Je reportais sans cesse la rencontre avec cet auteur, peut être trop à l'écoute des commentaires, j'avais mis Faulkner dans la case grande littérature, en imaginant que je n'allais pas tout suivre, passer à coté d'un chef d'oeuvre, je m'en faisais une montagne.

 

Certes, ce Monsieur fut détenteur en son temps du prix Nobel de littérature, et je n'ai pas l'habitude de lire des Prix Nobel, autant d'éloges que de réticences : Faulkner est difficile à lire. Et puis un jour, j'ai lu ces quelques mots d'une lectrice plus curieuse que moi, qui disait "Avec Faulkner, il faut accepter de ne pas tout comprendre", tout témoignait du lacher prise dans son commentaire, et je l'en remercie (Vive les blogueuses)!

 

Faulkner est rare, et surtout son écriture n'est pas lisse, rien que pour cela je ne pouvais que l'aimer.

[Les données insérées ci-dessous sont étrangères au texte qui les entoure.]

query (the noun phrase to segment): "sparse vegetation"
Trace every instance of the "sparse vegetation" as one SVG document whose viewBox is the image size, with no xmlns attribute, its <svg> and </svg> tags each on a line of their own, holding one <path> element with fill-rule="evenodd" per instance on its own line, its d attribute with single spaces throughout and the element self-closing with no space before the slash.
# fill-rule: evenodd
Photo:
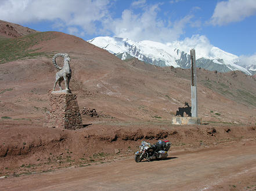
<svg viewBox="0 0 256 191">
<path fill-rule="evenodd" d="M 33 58 L 46 56 L 39 52 L 40 48 L 31 47 L 42 41 L 50 40 L 55 36 L 51 32 L 37 32 L 17 38 L 0 39 L 0 64 L 20 59 Z"/>
<path fill-rule="evenodd" d="M 8 116 L 3 116 L 1 118 L 2 119 L 12 119 L 12 117 L 8 117 Z"/>
<path fill-rule="evenodd" d="M 1 64 L 1 61 L 0 61 L 0 64 Z M 4 89 L 3 91 L 0 92 L 0 94 L 2 94 L 3 93 L 4 93 L 5 92 L 7 91 L 12 91 L 13 90 L 13 88 L 8 88 L 6 89 Z"/>
</svg>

J'ai aimé lire à travers les lignes, Faulkner abuse de la suggestion, il exprime tant d'émotions sans les mots, il sait écrire sur ce qui ne peut être dit, car trop difficile à exprimer.

 

C'est l'histoire d'une famille du Sud des Etats Unis, une famille du  Mississipi, 3 frères Jason, Quentin, Maury/Benjamin, et leur soeur la belle Candace/Caddy. C'est une histoire presque construite comme une pièce de théatre, quatre moments de leur vie situés l'année 1910 et 1928, tour à tour nous suivons les pensées des trois frères et surtout des relations torturées entre eux, Caddy est au centre de l'histoire.

 

Cette famille subit les changements profonds de la guerre de secession, elle vole en éclats suite à l'écroulement de la société et de ce système de valeur basée sur la possession de terre et d'esclaves, en quelque sorte la perte de l'esprit du Sud. Chacun des personnages perd son identité profonde, d'ou ce sentiment de folie chez les personnages, amenant une tension pour le lecteur.

 

C'est magnifiquement écrit, dans une confusion totale, Benjamin le cadet est attardé mental, il ouvre le récit, ce qui ajoute une dimension autre au récit lorsque le lecteur pénètre ses pensées, les cent premières pages destabilisantes, m'ont tenues, je n'avais jamais rien lu de tel.

 

Ce qui est difficile dans la progression de cette lecture, c'est que l'auteur passe d'un personnage à l'autre, d'une époque à l'autre tout se mélange et parfois la lumière n'arrive que quelques pages plus loin, parfois je ne suis pas arrivée à suivre le cheminement intérieur de chaque personnage, ma sensibilité étant fortement éloignée de certains c'était agaçant, et pourtant au bout du compte tout se tient.

 

Cette famille sudiste cohabite avec une famille noire, qui pour moi représente "Le bruit", ils sont bruyants : Dilsey la cuisinière, Markus et leurs enfants enfants TP, Frony, Versh, Luster ils sont les spectateurs impuissants de la descente aux enfers de cette famille, à laquelle ils appartiennent. Les liens etroits sont existants et pas uniquement basés sur la ségrégation, certains passages montrent comment ils prennent le dessus sur cette famille en pleine crise existentielle, de manière subtile.

 

Peut être que Le bruit et la fureur n'est pas le roman à lire de Faulkner pour l'apprécier je ne sais pas; pourtant en 300 pages, il dépeint le Sud des Etats Unis tel quel en pleine mutation, c'est de l'émotion brute, criarde, c'est dramatique, et c'est écrit pour toujours marqué au fer rouge, bien mieux que dans un livre d'Histoire.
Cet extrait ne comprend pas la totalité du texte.